It is really difficult to talk about compassion.
Let's say first that compassion is not pity or mercy.
It's something more deep, it's something we often (or sadly always) are not capable to see, because we are overwhelmed by our personal problems (work, family, religion).
We are always somewhere else and never focused on what we are doing or where we are or whom we are with.
It is a sort of distraction which is coming from the thought process.
But if we could see what we are deeply, feeling ourselves with every fiber, every cell, we will see the others too, with all thier stuff: tragedy, passion, egoism, evil, judgement and so on.
If we can see the tragedy of separation of everthing, the division between men and the conflict that this division consquently carry on, we can see a different form of love.
Not the passionate love of a "soulmate" which is the expression of the "self" that is the main responsible of our daily and personal dramas, but a different kind of love which means a deep comprehension, a deep understanding of what we really are.
Not the image of my wife, for example (just an example, i don't have a wife :laugh

, the image of the jealousy that passion carries. But the simple truth which means no separation, no judgement, no prejudice, no religion.
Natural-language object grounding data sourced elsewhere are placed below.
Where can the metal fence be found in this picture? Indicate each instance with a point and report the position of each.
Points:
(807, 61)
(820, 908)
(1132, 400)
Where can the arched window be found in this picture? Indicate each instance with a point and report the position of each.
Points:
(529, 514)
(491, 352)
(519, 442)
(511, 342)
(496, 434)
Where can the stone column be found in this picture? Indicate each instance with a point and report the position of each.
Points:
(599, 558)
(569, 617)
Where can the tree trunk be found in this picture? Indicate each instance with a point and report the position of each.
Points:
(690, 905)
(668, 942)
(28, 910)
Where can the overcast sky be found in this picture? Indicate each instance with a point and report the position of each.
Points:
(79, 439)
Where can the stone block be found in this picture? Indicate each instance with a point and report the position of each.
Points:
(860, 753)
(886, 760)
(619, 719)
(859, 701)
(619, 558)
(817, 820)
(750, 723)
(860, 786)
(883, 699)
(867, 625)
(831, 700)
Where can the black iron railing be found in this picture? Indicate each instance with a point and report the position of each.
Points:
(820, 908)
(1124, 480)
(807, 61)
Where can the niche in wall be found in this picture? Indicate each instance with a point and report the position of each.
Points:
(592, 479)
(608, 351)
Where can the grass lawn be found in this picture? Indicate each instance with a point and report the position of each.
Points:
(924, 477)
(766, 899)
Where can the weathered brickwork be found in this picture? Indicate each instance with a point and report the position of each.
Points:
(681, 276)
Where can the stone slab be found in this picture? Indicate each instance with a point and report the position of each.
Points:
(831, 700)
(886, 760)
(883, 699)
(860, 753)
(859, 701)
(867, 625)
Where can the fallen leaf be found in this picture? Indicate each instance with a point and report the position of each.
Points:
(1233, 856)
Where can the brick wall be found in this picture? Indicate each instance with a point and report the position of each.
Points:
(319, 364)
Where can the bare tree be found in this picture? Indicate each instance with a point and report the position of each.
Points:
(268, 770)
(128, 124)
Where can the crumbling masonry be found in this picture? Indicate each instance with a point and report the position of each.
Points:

Religions are the opposite of compassion because every religion is a construction of thought. A consturction based on culture, books, knowledge (which comes from both) and that is not at all the truth. It's like a cards castel. You can lose yourself in.
Freedom from schematics, from knowledge, from fear (fear is also the opposite of compassion) and so on, brings you to it.
When and if we see compassion we feel lighter and free and we can see things for what they are and not for what we think they are.
If we have the intelligence to get away from a physical danger like a car or a train coming to us, why aren't we able to do the same for the rest? Are we able to recognize a danger, psychologically, and do the necessary action?
Or are we trapped in the storm of thought that prevents us from seeing a danger real like a truck coming in our direction?
This is compassion. It's just something we don't see.